Als ich vor zwei Jahren durch meine immer stärker werdende anti-kapitalistische Wertehaltung einen Blick auf die EU, ihre Gründungsgeschichte und ihre aktuelle Flüchtlings- beziehungsweise Menschenpolitik gelegt habe, habe ich etwas realisiert, was auch andere linke Menschen einsehen müssen: Die europäische Union verfolgt primär nicht das Ziel, Menschenrechte und Asylrechte umzusetzen oder wahrzunehmen, sondern ist an kapitalistischer Profitmaximierung interessiert. Sie ist ein neoliberales Projekt. Die Fraktion der Europäischen Volkspartei (Christdemokraten), die die Mehrheit im Europa Parlament bildet, setzt sich aus christlich-demokratischen, bürgerlich-konservativen und nationalkonservativ-rechtspopulistischen Mitgliedsparteien zusammen, die alle erstrangig das Ziel verfolgen, die EU wettbewerbsfähiger und wirtschaftlich dynamischer zu gestalten. Abgesehen von dem existierenden Demokratiedefizit der EU und der fehlenden demokratischen Legitimierung der europäischen Politik und Vertretung (die Wahlbeteiligung lag bis 2014 bei 42 Prozent), kann man als politisch linke Person nicht pro-europäisch sein. Zumindest so lange nicht, bis die eindeutige Hierarchisierung von diesen „Werten“ geändert und umstrukturiert wird. Solange geflüchtete Menschen, darunter Kinder, nicht mehr als irgendeine weitere Zahl in Statistiken auftauchen, sondern als Individuen gesehen werden, denen Schutz und Sicherheit zusteht, kann ich nicht pro-europäisch sein.

70 Jahre Frieden – aber für wen?

Europa feiert sich selbst gerne – vor allem, wenn es um ihre angebliche Friedenspolitik geht.

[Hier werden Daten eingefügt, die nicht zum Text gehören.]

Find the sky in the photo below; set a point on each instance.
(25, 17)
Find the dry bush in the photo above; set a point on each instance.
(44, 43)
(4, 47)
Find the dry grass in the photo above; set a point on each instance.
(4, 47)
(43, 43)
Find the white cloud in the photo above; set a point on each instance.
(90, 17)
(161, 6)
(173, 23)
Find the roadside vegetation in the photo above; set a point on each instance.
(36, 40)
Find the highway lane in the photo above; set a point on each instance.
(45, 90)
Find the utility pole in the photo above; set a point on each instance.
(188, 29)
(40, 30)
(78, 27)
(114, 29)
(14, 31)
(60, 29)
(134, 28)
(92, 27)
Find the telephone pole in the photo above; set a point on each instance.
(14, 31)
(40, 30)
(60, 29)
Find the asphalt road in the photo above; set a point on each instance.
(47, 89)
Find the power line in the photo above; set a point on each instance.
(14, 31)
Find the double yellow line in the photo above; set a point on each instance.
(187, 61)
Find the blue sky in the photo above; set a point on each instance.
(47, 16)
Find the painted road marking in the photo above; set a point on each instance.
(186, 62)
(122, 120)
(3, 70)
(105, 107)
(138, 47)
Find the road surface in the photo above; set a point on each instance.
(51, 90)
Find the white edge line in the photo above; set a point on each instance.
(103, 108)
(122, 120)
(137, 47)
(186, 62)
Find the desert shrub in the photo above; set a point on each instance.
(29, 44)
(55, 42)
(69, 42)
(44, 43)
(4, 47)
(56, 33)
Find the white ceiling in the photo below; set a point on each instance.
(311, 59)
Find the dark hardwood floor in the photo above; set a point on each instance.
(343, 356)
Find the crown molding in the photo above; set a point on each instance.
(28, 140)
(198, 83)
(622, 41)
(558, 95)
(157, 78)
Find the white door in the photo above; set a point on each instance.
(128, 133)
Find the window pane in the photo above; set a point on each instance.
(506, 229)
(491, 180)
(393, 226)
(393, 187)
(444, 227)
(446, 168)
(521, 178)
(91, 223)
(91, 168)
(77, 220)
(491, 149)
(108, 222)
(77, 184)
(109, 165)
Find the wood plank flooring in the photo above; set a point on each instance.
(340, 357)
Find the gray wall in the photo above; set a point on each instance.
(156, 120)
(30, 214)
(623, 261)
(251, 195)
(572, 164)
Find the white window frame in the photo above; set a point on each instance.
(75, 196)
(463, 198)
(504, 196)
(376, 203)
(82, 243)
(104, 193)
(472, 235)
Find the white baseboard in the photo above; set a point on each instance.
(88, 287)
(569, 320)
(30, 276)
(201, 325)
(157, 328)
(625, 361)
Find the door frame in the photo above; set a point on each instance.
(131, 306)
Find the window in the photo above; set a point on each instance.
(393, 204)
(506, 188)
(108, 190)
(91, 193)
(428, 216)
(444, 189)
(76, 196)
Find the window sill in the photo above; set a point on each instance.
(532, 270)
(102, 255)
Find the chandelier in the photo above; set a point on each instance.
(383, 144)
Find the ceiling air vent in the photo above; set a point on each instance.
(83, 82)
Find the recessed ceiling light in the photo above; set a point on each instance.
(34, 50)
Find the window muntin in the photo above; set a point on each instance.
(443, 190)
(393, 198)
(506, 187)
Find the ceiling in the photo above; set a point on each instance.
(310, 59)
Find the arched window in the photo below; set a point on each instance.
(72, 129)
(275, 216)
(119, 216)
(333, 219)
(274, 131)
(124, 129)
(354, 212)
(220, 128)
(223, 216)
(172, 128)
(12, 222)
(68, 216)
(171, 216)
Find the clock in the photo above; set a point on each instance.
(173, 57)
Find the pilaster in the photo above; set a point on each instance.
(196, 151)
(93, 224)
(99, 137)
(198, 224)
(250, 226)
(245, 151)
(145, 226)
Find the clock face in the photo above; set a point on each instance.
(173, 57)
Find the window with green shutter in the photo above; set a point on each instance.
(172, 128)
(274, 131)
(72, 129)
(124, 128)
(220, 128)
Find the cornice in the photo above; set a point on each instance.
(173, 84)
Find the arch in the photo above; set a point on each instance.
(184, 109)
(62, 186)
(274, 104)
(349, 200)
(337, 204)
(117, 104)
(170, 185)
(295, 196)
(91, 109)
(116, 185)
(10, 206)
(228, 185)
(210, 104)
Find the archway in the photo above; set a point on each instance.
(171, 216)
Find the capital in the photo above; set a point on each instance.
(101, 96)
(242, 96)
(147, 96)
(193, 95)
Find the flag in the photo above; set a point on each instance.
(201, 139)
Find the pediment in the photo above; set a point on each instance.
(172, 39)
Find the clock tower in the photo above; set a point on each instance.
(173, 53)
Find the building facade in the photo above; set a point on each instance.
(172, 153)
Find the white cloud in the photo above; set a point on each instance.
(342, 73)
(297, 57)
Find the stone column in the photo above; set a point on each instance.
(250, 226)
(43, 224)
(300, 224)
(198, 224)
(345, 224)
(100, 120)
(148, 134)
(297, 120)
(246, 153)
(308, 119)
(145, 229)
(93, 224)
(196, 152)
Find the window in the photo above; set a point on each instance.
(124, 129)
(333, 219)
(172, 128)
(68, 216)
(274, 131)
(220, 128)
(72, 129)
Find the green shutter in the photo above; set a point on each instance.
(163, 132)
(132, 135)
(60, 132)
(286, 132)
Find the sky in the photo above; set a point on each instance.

Seit mehr als 70 Jahren soll es Frieden in Europa geben. Man sei kriegsfrei. Das Massaker von Srebrenica, welches erst vor 25 Jahren stattgefunden hat, wird dabei komplett ignoriert. Die generellen inhumanitären Zustände in den Balkanstaaten und weitere bittere Realitäten innerhalb Europas wie die weiter existierende Diskriminierung von LGBTQ+ Personen, die strukturelle Benachteiligung von Frauen oder der systematische Rassismus, scheint schnell vergessen zu sein. Kann in so einer EU überhaupt Frieden herrschen? Wenn ja, für wen? Darf die EU überhaupt von Frieden sprechen, wenn sie aktiv und gewissensfrei wegsieht, während tausende geflüchtete Personen im Mittelmeer ertrinken, durch fehlende medizinische Versorgung in Corona-Zeiten ums Leben kommen oder durch Brände in Flüchtlingslagern keinen Schlafplatz mehr haben?

EU-Kritik ist notwendig

Es braucht jetzt linke EU-Kritik. Dabei darf man als Linke sich nicht davor erschrecken, EU-kritisch zu sein – nur weil es die Rechten auch sind. Linke EU-Kritik hat andere Hintergründe und bezieht sich auf einen anderen Kontext. Wir müssen realisieren, dass diese vorgegaukelte Friedenspolitik nicht der Realität entspricht, in der wir lange gelebt haben und nach wie vor leben. Vielleicht ist es eine Ablenkungsstrategie derer, die die wahren Gründe einer Europäischen Union bedecken wollen.